Bert A A, Reinert S E, Singh A K
Department of Anesthesiology, Rhode Island Hospital and Brown Medical School, Providence, RI 02903, USA.
J Cardiothorac Vasc Anesth. 2001 Apr;15(2):204-9. doi: 10.1053/jcan.2001.21959.
To evaluate magnesium as a sole or adjuvant agent with currently used prophylactic drugs in suppressing postoperative atrial tachyarrhythmias (POAT) after coronary artery bypass graft (CABG) surgery.
Single-center prospective, randomized clinical trial.
University hospital.
Patients (n = 400) undergoing CABG surgery.

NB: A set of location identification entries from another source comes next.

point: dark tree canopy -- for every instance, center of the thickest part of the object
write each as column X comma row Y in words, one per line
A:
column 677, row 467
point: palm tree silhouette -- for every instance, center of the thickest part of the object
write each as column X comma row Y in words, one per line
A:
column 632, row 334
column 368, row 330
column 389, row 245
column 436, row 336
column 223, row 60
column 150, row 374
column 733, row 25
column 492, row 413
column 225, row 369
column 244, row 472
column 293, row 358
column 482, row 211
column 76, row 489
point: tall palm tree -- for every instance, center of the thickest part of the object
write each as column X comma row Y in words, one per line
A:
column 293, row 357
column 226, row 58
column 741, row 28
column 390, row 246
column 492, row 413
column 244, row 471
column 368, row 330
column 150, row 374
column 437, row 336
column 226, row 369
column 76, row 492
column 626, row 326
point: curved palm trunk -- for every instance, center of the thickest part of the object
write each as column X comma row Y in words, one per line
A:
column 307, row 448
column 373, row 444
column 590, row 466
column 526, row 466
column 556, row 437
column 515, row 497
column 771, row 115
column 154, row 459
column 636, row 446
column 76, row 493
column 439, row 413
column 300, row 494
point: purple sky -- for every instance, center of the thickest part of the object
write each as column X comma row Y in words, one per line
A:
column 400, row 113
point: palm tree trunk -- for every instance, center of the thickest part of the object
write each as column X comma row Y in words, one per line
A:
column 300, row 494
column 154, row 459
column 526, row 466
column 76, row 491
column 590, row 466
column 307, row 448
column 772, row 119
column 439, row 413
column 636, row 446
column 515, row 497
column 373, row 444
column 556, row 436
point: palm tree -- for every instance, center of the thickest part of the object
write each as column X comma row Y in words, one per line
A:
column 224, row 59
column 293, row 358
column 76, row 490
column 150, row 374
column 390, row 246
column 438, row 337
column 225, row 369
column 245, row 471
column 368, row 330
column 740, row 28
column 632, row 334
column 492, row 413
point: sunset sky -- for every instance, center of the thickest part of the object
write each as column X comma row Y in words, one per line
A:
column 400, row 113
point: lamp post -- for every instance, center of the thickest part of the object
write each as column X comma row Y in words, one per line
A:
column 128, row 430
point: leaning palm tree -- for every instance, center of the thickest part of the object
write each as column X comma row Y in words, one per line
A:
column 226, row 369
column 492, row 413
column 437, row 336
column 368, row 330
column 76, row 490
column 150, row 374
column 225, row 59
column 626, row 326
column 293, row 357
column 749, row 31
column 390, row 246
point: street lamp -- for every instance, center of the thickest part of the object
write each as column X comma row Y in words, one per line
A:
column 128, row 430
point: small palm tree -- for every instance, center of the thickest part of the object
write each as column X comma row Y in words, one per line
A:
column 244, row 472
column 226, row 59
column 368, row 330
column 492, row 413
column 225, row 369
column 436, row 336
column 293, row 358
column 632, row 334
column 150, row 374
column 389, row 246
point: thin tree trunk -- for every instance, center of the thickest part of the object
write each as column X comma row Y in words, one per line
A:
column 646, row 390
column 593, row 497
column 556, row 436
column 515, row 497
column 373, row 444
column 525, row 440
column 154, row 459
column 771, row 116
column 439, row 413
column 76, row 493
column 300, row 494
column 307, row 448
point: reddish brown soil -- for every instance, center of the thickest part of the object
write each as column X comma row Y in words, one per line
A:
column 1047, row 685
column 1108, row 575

Patients were randomized among 6 prophylaxis regimens: (1) control (no antiarrhythmics), (2) magnesium only, (3) digoxin only, (4) magnesium and digoxin, (5) propranolol only, and (6) magnesium and propranolol. Patients randomized to a regimen including magnesium received 12 g given during 96 hours postoperatively. Patients in a digoxin regimen received 1 mg after cardiopulmonary bypass and 0.25 mg daily. Patients in a propranolol regimen received 1 mg intravenously every 6 hours until able to take 10 mg orally 4 times a day. Prophylaxis regimens were discontinued after 4 days postoperatively.
The primary outcome was a sustained POAT or discharge from the hospital. Control patients had an incidence of POAT (38%) not significantly different from patients in magnesium-only (38%), digoxin-only (31%), and magnesium with digoxin (37%) regimens. Patients treated with propranolol had a significant reduction in POAT. Nearly identical POAT rates in the propranolol-only (18%) and propranolol with magnesium (19%) groups support the lack of efficacy of magnesium in this trial. Study design allowed analysis of and showed a beta-blocker withdrawal effect in addition to suppressive benefit of postoperative beta-blockers.
beta-Blocker prophylaxis is indicated to reduce the incidence of POAT in CABG surgery patients and to prevent a beta-blocker withdrawal effect in patients receiving these medications preoperatively. Digoxin and magnesium as sole or adjuvant agents do not offer suppressive or ventricular rate reduction benefits in POAT.
评估镁作为单一药物或与目前使用的预防性药物联合使用,在抑制冠状动脉旁路移植术(CABG)后术后房性快速心律失常(POAT)方面的效果。
单中心前瞻性随机临床试验。
大学医院。
接受CABG手术的患者(n = 400)。
患者被随机分为6种预防方案:(1)对照组(不使用抗心律失常药物),(2)仅使用镁,(3)仅使用地高辛,(4)镁和地高辛,(5)仅使用普萘洛尔,(6)镁和普萘洛尔。随机分配到含镁方案的患者在术后96小时内给予12 g镁。接受地高辛方案的患者在体外循环后给予1 mg,每日0.25 mg。接受普萘洛尔方案的患者每6小时静脉注射1 mg,直至能够每天口服4次,每次10 mg。预防方案在术后4天停止。
主要结局是持续性POAT或出院。对照组患者的POAT发生率(38%)与仅使用镁(38%)、仅使用地高辛(31%)和镁与地高辛联合使用(37%)方案的患者无显著差异。接受普萘洛尔治疗的患者POAT显著减少。仅使用普萘洛尔组(18%)和普萘洛尔与镁联合使用组(19%)的POAT发生率几乎相同,这支持了本试验中镁缺乏疗效的结论。研究设计允许分析并显示了除术后β受体阻滞剂的抑制作用外,还有β受体阻滞剂撤药效应。
β受体阻滞剂预防可降低CABG手术患者POAT的发生率,并预防术前接受这些药物治疗的患者出现β受体阻滞剂撤药效应。地高辛和镁作为单一药物或辅助药物在POAT中没有提供抑制作用或降低心室率的益处。